Successful co-parenting requires child-centered decision making.
You must put your issues with your ex-spouse aside and do what is necessary to make good joint decisions on behalf of your child. Successful co-parents have their child at the center of their conversations. The child is their focus, This means that during the conversations you can’t you cannot have negative thoughts about your ex-spouse or be silently seething over the fact that his/her parenting style is so much different (and in your opinion worse) than your own. Even though you are no longer living together, you must continue to work together as a team to make decisions with respect to the child.
Reasons Why Co-Parenting May Be Unsuccessful
- Undermining the other parent -. A parent can undermine the other parent by making statements such as “I am sorry mommy/daddy did this to you, it must be very upsetting.” or “I am sorry mommy/daddy yelled at you, I am sure that was really upsetting, I would never do that to you”. “I am sorry mommy/daddy doesn’t spend more time with you, I know that must be hurtful, but I am always here for you.” When a parent undermines the authority of the other parent, it can make co-parenting difficult. . If a child witnesses one parent being disrespectful to the other parent, the child may believe it is ok for him or her to be disrespectful to the other parent as well, which further undermines that parent’s authority over the child.
- Poor Communication— If you are busy making personal jabs, making accusations, or bringing up the past, it will be difficult if not impossible to have reasonable meaningful conversations and make joint decisions about your child.
- Using the Child as a Pawn— When a parent is more concerned about using the child as a pawn in an attempt to hurt and inflict emotional pain on the other parent, it can be difficult if not impossible to co-parent.
Successful Co-Parenting Tips
Here are three tips for positive coparenting.
- Set hurt, anger, frustration, and other negative feelings about your ex-spouse aside– You need to find a healthy way to deal with and resolve those feelings, but it should never involve your child. Remember, your issues with your ex-spouse are your issues not your child’s. Speaking negatively about your ex-spouse to your child or within hearing of your child can be emotionally detrimental to them because a child often views himself/herself as a combination of their parents. When you speak negatively about your ex-spouse to them or in front of them, they may view you as also speaking negatively about them.

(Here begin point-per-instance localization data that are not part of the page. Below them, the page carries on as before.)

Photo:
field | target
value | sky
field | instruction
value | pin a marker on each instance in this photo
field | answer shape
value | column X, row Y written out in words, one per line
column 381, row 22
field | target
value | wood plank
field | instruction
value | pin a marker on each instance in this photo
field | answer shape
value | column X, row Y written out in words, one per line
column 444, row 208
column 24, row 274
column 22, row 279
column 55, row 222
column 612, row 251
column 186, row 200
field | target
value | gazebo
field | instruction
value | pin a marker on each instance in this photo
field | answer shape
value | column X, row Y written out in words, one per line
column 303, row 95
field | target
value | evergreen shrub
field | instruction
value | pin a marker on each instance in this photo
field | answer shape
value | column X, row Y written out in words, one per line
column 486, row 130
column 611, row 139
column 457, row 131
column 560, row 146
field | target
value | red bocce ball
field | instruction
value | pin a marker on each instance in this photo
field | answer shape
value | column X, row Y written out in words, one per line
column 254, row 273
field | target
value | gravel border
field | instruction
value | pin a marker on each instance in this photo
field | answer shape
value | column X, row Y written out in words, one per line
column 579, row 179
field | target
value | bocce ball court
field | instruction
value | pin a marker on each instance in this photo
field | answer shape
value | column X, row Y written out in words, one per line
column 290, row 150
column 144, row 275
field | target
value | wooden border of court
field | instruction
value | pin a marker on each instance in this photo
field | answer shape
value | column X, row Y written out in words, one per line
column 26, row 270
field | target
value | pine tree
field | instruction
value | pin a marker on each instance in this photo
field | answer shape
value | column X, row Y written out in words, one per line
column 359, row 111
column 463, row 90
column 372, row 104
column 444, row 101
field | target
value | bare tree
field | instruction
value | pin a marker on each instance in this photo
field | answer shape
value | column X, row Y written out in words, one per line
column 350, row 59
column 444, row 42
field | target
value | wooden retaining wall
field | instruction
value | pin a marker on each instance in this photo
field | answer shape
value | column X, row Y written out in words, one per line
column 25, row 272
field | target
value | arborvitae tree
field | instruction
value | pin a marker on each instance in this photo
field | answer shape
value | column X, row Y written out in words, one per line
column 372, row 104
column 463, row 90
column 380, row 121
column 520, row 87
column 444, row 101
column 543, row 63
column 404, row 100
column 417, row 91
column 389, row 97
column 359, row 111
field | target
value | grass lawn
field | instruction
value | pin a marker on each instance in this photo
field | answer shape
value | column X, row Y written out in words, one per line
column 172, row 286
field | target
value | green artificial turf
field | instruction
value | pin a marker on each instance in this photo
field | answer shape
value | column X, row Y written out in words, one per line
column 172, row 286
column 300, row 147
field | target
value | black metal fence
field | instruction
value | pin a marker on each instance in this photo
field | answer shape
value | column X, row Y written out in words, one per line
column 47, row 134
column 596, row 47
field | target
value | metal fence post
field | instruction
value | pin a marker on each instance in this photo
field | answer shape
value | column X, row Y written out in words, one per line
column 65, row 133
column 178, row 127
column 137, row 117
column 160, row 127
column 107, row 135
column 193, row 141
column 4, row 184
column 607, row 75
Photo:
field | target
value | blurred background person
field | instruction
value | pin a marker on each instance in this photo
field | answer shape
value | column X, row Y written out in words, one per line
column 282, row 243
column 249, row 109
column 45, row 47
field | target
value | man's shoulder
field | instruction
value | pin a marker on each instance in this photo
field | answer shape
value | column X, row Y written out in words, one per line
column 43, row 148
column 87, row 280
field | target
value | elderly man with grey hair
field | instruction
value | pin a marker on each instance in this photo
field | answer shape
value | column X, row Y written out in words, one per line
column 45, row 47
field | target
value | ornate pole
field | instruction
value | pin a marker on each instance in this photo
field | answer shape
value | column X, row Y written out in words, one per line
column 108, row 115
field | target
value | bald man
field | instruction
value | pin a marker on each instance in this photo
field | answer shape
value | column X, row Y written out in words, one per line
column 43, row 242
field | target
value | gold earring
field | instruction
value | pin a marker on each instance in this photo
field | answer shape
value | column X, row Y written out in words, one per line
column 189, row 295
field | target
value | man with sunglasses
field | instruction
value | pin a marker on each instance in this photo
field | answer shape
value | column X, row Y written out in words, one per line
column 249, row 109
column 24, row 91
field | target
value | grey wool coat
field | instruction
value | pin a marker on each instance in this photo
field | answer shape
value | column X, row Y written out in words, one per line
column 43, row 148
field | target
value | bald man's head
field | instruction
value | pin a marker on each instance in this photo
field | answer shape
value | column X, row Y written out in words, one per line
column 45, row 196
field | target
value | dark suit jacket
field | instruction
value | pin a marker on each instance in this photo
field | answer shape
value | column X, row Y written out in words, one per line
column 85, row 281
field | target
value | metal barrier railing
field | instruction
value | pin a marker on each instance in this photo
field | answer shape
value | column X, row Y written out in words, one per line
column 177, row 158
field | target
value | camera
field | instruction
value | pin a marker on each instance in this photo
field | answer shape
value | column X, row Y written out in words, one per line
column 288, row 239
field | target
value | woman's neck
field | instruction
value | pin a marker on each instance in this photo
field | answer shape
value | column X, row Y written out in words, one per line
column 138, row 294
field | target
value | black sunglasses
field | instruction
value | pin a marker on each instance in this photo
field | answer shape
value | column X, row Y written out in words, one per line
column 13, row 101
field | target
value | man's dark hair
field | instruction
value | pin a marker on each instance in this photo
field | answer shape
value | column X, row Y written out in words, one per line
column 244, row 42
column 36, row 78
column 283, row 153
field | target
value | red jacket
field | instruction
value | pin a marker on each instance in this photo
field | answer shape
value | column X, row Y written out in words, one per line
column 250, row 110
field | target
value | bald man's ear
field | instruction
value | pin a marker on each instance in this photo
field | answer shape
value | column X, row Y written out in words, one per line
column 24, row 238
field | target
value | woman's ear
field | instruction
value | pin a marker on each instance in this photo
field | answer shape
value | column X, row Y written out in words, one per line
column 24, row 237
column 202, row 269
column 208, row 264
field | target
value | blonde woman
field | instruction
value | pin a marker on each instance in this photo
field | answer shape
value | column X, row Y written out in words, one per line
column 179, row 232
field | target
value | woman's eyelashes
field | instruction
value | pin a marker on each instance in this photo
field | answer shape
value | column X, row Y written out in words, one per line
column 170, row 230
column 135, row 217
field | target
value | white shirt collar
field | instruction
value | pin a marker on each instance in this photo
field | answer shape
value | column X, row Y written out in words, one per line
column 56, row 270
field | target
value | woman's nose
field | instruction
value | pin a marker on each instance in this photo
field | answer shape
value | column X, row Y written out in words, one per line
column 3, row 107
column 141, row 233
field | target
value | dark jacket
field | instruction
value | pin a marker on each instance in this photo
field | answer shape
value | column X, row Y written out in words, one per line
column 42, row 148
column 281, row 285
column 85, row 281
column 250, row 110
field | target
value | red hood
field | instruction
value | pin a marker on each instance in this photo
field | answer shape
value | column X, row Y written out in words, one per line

- Keep the conversations positive and focused on the child- Keep conversations businesslike, professional and positive—no personal jabs, accusations or bringing up the past. Make requests, not demands. Make sure you listen as well as talk. You both should be able to express opinions without feeling you will be verbally attacked. Most importantly, be flexible.
- Co-parent as a team– you do not have to like one another to be able to successfully coparent as a team—you just need to love your child more than you dislike your ex-spouse. It is ok for parents to have different parenting styles and for children to understand that their parents may have different views on things and to learn to be flexible. However, children also need to know they are living under the same basic set of expectations whether they are at mom’s house or dad’s house. A consistent set of rules will avoid confusion for your child. Children learn quickly how to play one parent against the other if rules in the homes vary greatly. This can end up causing even more animosity between parents. Your child is not part of the coparenting team. Do not involve them in your coparenting decisions. Do not discuss parenting issues with them, and don’t ask their opinion about how certain issues might be handled. It is important for the child to see their parents as a united team.
Raising children is never easy.
All good parents want to help their children succeed in life. Following these co-parenting tips will go a long way in assuring that you and your ex raise happy, healthy children.